Un altro "esclusivo fuorionda" di Striscia La Notizia che riguarda Mara Venier e l'ennesimo fuorionda a Domenica In. Ovviamente si tratta ancora una volta del ‘deepfake', il rivoluzionario strumento tecnologico utilizzato quest'anno dal programma di Antonio Ricci. Dopo Matteo Renzi e Matteo Salvini, Mara Venier è sicuramente il personaggio più colpito dalle parodie satiriche di Striscia. Con l'aiuto di Francesca Manzini, l'imitatrice di "Tutti pazzi per RDS", la gag sembra quasi reale. E allora una nervosissima Mara Venier nell'attesa di registrare un pacato messaggio di auguri per tutti i telespettatori, finisce con il maltrattare i colleghi dello staff di Domenica In fino ad attaccare la costumista che ha osato contraddirla: "Ste poracciate dalle alla D'Urso o a Belen. Le scarpe viola a me?". Un passaggio anche su Simona Ventura: "Veniva a casa mia per la vigilia e non la sopportavo. Andavo da lei e le dicevo: ‘Ma com'è che la Befana viene sempre al 24 a me?".

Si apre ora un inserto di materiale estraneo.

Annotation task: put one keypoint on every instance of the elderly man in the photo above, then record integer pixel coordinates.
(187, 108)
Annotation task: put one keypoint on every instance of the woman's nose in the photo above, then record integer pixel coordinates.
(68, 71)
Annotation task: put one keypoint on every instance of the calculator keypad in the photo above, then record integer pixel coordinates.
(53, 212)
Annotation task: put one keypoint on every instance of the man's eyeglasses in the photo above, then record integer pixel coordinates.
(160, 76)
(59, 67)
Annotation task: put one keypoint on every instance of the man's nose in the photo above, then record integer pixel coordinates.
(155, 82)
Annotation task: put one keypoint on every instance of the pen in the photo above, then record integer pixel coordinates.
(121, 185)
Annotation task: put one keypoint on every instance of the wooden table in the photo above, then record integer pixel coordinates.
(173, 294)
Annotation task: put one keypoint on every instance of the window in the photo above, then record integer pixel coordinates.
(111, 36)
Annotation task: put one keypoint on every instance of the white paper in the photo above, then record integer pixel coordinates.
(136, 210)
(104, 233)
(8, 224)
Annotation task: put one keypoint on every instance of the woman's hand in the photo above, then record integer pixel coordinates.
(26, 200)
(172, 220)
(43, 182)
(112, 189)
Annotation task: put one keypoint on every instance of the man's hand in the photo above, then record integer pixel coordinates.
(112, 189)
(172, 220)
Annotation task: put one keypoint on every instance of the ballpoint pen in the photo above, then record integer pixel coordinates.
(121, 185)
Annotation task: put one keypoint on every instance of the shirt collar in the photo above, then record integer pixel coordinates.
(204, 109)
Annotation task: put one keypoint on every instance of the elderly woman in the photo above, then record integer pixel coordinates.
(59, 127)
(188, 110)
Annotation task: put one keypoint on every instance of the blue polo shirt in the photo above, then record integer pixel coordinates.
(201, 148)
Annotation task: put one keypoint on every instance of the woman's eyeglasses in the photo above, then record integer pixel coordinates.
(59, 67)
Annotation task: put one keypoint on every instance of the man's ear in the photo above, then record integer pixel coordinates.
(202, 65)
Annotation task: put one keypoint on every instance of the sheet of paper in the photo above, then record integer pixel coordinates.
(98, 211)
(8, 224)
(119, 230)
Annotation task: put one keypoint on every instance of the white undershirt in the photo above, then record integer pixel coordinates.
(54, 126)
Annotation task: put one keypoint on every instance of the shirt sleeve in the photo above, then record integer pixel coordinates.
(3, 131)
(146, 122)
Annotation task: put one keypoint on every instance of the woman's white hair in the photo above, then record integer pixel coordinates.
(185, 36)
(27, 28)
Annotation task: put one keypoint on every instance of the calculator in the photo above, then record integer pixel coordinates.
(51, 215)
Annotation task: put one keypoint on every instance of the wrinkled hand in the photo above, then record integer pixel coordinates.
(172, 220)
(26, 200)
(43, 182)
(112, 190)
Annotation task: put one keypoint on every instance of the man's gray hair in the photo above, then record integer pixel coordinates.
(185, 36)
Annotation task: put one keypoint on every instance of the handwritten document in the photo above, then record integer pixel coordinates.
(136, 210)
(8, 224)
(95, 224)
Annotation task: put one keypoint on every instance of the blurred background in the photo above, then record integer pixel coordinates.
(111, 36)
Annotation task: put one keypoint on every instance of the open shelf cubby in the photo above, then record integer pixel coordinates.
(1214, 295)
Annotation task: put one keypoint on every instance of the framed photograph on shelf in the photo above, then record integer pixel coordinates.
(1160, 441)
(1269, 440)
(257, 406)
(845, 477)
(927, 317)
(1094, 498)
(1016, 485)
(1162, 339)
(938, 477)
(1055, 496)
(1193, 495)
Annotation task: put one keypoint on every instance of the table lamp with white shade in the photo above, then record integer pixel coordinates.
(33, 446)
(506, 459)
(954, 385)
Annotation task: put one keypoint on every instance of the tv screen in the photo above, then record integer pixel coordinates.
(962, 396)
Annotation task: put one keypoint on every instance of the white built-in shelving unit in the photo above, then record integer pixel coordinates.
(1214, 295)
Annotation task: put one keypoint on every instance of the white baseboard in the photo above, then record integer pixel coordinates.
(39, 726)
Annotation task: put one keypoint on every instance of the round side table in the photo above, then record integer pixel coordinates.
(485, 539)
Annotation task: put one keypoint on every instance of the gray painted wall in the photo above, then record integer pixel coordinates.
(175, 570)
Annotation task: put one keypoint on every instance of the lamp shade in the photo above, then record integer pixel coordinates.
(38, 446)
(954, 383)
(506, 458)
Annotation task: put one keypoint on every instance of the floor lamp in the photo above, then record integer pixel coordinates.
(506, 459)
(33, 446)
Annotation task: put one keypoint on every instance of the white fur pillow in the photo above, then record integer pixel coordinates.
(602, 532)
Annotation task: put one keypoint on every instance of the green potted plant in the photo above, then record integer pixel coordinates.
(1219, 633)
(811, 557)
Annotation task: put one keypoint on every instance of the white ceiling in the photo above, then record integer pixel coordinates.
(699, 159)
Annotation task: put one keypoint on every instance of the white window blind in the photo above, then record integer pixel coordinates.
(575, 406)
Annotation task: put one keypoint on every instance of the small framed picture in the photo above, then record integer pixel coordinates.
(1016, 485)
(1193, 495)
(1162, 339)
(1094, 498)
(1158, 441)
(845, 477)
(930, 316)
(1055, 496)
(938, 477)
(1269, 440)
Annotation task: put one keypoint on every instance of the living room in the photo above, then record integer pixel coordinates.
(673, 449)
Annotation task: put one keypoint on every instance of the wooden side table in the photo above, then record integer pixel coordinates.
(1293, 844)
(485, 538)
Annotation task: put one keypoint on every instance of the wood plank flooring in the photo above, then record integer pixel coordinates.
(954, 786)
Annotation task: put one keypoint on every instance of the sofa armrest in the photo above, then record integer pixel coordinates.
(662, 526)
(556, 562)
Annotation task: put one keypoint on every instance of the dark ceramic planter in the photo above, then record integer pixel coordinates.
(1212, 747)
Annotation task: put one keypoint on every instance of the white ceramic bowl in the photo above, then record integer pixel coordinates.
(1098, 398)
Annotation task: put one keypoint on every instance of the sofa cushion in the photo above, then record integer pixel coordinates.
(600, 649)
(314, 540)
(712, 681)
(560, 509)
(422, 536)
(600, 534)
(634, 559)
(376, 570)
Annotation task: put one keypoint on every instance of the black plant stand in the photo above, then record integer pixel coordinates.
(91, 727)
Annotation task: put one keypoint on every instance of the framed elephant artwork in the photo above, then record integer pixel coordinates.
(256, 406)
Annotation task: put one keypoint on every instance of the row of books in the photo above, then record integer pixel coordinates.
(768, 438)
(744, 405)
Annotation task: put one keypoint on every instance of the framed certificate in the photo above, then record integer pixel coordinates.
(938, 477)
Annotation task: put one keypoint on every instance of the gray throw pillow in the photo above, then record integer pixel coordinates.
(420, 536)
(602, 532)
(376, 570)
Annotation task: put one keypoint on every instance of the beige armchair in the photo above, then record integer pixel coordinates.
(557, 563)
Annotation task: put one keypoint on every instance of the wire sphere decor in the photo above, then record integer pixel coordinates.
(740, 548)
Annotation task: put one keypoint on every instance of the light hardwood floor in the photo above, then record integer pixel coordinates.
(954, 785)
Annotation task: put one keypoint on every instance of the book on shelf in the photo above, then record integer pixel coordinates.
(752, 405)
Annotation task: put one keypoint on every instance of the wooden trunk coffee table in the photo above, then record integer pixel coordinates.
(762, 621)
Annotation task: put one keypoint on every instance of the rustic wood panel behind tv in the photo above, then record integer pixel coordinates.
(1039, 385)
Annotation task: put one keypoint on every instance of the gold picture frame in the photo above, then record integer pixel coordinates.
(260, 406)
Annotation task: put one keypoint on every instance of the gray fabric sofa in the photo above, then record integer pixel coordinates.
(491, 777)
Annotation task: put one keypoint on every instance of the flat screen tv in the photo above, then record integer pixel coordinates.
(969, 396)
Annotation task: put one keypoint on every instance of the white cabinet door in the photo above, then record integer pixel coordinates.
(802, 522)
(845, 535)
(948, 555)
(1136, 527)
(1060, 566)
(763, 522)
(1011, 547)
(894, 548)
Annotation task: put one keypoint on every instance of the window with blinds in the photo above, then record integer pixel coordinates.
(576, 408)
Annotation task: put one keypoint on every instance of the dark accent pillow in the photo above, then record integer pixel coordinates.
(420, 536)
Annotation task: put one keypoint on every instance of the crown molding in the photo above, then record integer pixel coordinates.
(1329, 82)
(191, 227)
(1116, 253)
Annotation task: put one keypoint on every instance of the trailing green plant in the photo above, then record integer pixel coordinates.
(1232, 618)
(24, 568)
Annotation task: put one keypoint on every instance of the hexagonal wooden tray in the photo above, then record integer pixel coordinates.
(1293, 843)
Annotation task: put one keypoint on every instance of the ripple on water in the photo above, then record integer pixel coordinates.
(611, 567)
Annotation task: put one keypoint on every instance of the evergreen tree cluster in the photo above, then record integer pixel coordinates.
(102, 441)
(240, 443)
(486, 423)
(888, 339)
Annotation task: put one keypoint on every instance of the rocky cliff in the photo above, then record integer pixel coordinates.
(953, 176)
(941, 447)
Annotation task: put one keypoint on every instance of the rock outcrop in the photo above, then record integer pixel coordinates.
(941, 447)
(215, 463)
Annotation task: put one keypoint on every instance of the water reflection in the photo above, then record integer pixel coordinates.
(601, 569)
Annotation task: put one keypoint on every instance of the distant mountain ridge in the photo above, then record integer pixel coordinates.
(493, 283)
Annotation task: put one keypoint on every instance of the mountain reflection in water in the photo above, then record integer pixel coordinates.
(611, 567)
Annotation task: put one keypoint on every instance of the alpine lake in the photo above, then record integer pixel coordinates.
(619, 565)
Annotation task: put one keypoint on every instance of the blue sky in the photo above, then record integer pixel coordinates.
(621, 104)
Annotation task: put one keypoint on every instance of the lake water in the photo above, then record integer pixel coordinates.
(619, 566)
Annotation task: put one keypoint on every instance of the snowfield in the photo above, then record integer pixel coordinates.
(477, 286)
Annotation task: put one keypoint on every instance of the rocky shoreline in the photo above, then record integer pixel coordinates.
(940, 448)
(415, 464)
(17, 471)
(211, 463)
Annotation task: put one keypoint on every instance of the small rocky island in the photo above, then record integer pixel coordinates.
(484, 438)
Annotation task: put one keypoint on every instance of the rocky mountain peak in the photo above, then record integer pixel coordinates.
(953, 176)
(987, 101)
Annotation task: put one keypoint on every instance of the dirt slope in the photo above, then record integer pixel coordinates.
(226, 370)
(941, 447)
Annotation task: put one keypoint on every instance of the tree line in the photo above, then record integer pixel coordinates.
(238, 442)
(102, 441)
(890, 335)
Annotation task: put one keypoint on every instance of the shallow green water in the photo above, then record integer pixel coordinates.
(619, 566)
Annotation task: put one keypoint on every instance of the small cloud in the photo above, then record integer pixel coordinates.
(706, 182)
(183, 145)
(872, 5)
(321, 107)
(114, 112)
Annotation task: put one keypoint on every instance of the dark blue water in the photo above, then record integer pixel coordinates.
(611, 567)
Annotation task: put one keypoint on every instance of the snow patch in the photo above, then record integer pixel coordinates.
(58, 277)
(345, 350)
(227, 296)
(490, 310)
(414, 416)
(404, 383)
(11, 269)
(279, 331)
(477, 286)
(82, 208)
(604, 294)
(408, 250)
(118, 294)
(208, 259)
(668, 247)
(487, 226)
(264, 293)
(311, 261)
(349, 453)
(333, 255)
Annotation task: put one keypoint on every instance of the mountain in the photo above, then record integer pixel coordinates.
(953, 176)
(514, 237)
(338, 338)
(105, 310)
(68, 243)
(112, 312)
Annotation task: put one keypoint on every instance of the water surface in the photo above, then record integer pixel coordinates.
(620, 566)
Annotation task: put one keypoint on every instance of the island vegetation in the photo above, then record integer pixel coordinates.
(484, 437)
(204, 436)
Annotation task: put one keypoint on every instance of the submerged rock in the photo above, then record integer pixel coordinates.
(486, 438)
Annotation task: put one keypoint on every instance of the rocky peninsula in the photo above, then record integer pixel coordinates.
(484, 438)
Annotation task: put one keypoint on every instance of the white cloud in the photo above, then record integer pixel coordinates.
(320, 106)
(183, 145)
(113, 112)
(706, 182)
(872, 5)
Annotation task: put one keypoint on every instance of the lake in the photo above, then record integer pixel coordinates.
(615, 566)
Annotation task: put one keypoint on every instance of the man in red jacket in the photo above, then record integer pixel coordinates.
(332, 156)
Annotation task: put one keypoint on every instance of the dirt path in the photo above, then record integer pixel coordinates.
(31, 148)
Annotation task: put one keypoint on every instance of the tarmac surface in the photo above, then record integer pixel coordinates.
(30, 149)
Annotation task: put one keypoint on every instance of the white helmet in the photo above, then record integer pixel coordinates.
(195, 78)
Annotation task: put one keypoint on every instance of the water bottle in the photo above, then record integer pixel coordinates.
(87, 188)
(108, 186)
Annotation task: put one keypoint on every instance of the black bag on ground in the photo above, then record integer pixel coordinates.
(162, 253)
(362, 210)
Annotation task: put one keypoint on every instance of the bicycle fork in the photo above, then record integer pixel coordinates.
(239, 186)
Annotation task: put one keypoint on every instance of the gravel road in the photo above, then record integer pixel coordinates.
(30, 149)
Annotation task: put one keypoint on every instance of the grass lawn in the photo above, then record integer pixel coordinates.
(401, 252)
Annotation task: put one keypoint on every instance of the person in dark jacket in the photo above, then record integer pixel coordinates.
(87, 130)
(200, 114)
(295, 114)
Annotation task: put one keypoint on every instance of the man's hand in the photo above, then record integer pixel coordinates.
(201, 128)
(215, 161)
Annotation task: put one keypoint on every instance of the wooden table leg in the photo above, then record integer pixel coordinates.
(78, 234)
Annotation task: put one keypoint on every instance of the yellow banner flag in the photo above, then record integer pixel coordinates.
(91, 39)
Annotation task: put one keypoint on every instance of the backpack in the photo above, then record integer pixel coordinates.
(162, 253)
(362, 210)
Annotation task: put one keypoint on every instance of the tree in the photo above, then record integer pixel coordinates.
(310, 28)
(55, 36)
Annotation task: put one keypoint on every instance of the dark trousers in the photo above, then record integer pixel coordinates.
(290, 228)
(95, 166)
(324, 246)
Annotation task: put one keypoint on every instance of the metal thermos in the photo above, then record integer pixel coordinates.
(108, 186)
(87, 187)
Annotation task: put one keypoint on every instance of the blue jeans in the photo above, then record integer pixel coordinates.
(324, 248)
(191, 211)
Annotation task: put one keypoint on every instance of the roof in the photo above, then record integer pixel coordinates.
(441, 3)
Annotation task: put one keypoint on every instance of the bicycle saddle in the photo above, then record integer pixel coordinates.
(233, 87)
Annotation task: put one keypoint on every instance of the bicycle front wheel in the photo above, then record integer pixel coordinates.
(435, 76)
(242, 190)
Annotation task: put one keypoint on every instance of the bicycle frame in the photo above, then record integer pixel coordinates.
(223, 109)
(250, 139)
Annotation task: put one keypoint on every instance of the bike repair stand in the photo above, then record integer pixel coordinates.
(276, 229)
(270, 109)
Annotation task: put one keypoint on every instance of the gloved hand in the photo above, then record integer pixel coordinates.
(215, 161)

Il deepfake di Mara Venier funziona

Il deepfake di Mara Venier funziona, Striscia lo ha capito e sta spingendo. Il fuori onda, in effetti, sembra vero a prima vista e riaccende il dibattito sul confine tra finzione e verità. Soprattutto sulla possibilità di segnalare in maniera più diretta che quello che si sta guardando è tutto un artificio e non la realtà. Perché a un occhio meno esperto, o magari solo più distratto, quella che parla, sbraita e maltratta la costumista può davvero sembrare Mara Venier. L'adagio resta sempre lo stesso: "È lei o non è lei: certo, che non è lei".

Cosa è il deepfake

La tecnica rivoluzionaria del deepfake, presentata dallo stesso Antonio Ricci come qualcosa di "perfetto e inquietante", sta spopolando in questa stagione televisiva. I filmati vengono realizzati grazie all'intelligenza artificiale e al machine learning. Nel caso di Mara Venier riescono ad essere ancora più credibili grazie al lavoro di Francesca Manzini sul personaggio. I primi utilizzi del deepfake si hanno nel 2017, quando un utente su Reddit pubblicò sotto lo pseudonimo "Deepfakes" dei video pornografici realizzati con i volti delle persone famose. Da quel momento in poi, i video in cui si sostituisce un volto noto mediante l'intelligenza artificiale vengono chiamati "deepfake".